The request is common in complex pharmaceutical litigation, where large numbers of lawsuits are filed by individuals who suffered the same or similar injury after taking a prescription medication. Known as an MDL, or multidistrict litigation, centralizing the cases is intended to reduce duplicative discovery into common issues in the cases, avoid contradictory rulings from different courts and serve the convenience of common parties and witnesses.
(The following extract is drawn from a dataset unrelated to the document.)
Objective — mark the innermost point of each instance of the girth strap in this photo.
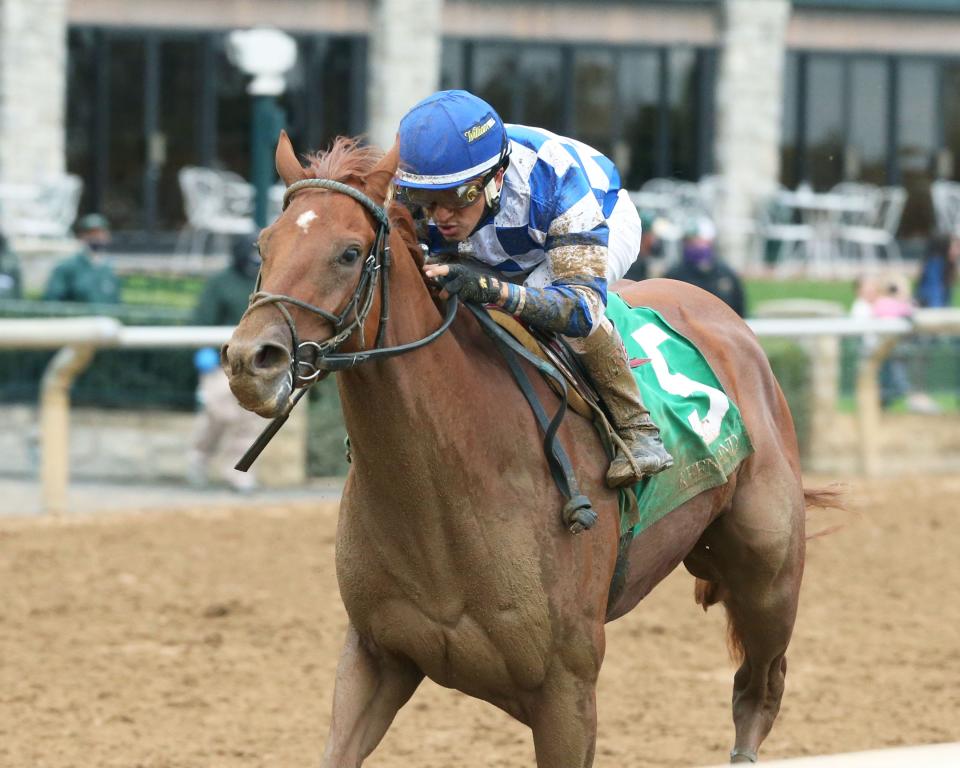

Eisai Inc. and Arena Pharmaceuticals, who are named as defendants in the litigation, opposed the request to consolidate the Belviq litigation, arguing that there are currently too few cases to justify establishing the formal proceedings, which the drug makers argued should be a move of last resort.

Although it is widely believed that the size of the litigation is expected to continue to grow over, the JPML issued an Order Denying Transfer (PDF) on August 10, indicating that informal coordination appears to be practicable at this time.

According to the order, the judges were unconvinced that a Belviq MDL should be formed at this time based on predictions of future filings, indicating that the panel is “disinclined to take into account the mere possibility of future filings in our centralization calculus.”

The JPML also said it was not convinced that centralization would be the most efficient path for the litigation.

“The record before us indicates that individualized factual issues concerning causation will predominate and diminish the potential to achieve significant efficiencies in an MDL. The actions allege a broad range of cancers without indicating the mechanism by which Belviq allegedly causes the various cancers,” the order states. “Additionally, some plaintiffs allegedly took Belviq for as little as a month or two, while others claim to have taken it for several years or more.”

The decision means the Belviq lawsuits will continue to move forward as individual lawsuits in various federal courts nationwide.